L’analogie la plus parlante vient de Frandroid, qui compare le dispositif au « Switch to iOS » d’Apple, cet outil qui facilite le passage d’Android à iPhone en transférant contacts, photos et applications. Sauf qu’ici, ce ne sont pas des fichiers qu’on déplace. Ce sont des mois de conversations intimes, de requêtes professionnelles et d’habitudes comportementales, le portrait le plus détaillé qu’une machine ait jamais dressé de ses utilisateurs.
L’Europe regarde passer le train
Un astérisque discret dans l’annonce officielle de Google gâche la fête pour 450 millions d’Européens. Les outils de migration ne sont « pas encore disponibles pour les utilisateurs de l’UE, du Royaume-Uni et de la Suisse ». Pas de calendrier, pas d’explication détaillée.
Le Règlement général sur la protection des données (RGPD) est la raison la plus probable. Importer la mémoire compilée par une IA tierce soulève des questions juridiques inédites. Qui est responsable du traitement quand les données transitent entre deux entreprises américaines via un copier-coller de l’utilisateur ? Le consentement initial donné à ChatGPT couvre-t-il un transfert vers Gemini ? L’article 20 du RGPD garantit la portabilité des données fournies par l’utilisateur, mais pas des inférences que l’IA en a tirées. Quand ChatGPT retient que vous « préférez les réponses concises » ou que vous « travaillez dans la finance », ce savoir dérivé n’entre dans aucune catégorie prévue par le règlement.

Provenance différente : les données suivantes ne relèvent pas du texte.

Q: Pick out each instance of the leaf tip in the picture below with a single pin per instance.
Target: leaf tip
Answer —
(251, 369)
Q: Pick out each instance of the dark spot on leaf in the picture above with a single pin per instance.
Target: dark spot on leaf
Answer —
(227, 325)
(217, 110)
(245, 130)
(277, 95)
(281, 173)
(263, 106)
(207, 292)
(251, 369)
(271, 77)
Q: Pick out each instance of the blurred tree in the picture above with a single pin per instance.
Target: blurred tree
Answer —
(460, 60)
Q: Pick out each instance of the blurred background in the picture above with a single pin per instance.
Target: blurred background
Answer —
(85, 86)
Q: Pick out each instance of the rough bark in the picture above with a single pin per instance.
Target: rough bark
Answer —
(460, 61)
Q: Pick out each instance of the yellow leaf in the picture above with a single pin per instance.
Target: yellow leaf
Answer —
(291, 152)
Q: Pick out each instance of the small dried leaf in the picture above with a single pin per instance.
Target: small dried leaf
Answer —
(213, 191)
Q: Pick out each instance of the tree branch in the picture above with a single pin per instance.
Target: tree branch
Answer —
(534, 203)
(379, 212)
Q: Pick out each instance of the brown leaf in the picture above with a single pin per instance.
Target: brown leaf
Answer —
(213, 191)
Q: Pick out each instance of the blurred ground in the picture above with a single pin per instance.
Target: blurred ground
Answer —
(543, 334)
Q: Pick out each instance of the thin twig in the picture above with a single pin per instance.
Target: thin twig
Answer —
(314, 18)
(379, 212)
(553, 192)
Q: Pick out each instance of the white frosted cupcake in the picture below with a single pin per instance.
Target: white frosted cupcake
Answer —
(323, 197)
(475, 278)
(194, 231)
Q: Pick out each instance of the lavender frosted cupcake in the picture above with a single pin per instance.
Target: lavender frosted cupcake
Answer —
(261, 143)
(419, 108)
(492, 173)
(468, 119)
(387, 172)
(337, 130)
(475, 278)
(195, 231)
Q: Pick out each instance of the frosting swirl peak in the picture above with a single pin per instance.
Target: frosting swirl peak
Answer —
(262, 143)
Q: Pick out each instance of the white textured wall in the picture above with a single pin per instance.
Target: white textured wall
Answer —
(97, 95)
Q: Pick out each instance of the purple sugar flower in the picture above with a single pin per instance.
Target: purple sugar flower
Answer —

Google et Anthropic ont contourné le problème avec élégance : plutôt qu’un transfert de base de données, ils font générer un résumé en langage naturel par l’IA elle-même. L’utilisateur copie du texte, pas un jeu de données structuré. Juridiquement, la nuance est de taille. Mais les autorités européennes n’ont pas encore tranché.
La mémoire comme champ de bataille
Ce qui se joue dépasse la simple commodité. Jusqu’ici, le principal frein au changement de chatbot n’était pas la puissance des modèles, régulièrement comparés dans les benchmarks et classements publics. C’était l’inertie. Des mois de contexte accumulé, de préférences enregistrées, de projets en cours qu’il faudrait réexpliquer de zéro. Ce verrouillage par la donnée personnelle rappelle celui des réseaux sociaux à leurs débuts : on ne quittait pas Facebook parce que tous ses amis y étaient déjà, pas parce que le produit était irremplaçable.
En cassant ce verrou, Google et Anthropic parient que la concurrence se jouera enfin sur la qualité du modèle, la vitesse de réponse et les fonctionnalités. Pour l’instant, OpenAI n’a pas répliqué avec un outil de migration équivalent. Avec 900 millions d’utilisateurs hebdomadaires, c’est ChatGPT qui a le plus à perdre dans cette guerre de la portabilité, et le plus à gagner en construisant le même pont en sens inverse.